Lemmy when discussing health care: Karl Marx

Lemmy when discussing creative works: Ayn Rand

[-] TheKingBombOmbKiller@lemm.ee 3 points 2 hours ago

I don't know if Marx would disagree with individual artists owning the intellectual right to their artworks.

And if you asked Lemmy about how long copyright should last, I doubt that Ayn Rand would approve.

[-] allo@sh.itjust.works 5 points 5 hours ago* (last edited 5 hours ago)

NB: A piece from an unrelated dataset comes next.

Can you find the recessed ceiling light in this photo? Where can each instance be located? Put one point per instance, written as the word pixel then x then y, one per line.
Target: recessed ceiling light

When I was making an android game I wanted to make art so i made an ai art gen on Perchance. OP would hate it most of all since a large part of it is the combining of different artist styles. I personally love being able to combine my 5 fav artists and see what prompts become with them combined.

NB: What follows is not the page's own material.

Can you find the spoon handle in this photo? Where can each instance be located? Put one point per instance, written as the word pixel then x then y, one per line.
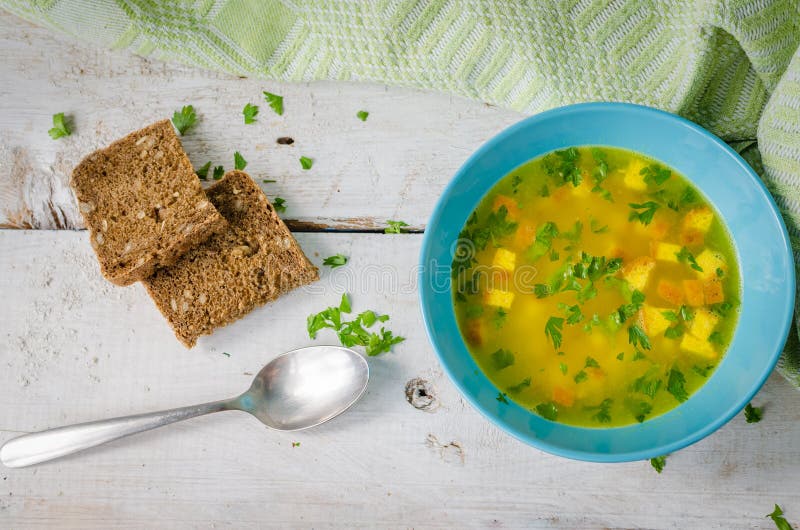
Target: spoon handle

I recently realized the artist Hannah Yata results in cool trippy pics. I then went to her site and yeah her pics are really like that. She's one of maybe 8 artists I've recently found a special connection to that I would not have known about otherwise.

so yeah ai art may be bad for struggling professional artists but for people that are not big money game studios yet, ai art basically allows having nonstockimage art in projects legally. I can 100% say ai art empowers me to have visuals where I could not have before unless i used stock(gross) images or had starting wealth to pay artists. So if you focus on artists losing, also focus on the poor but smart kid in some poverty place who is now that much more empowered to make something on their phone and legitly escape poverty.

There was a wealth barrier to visual art; now there isn't.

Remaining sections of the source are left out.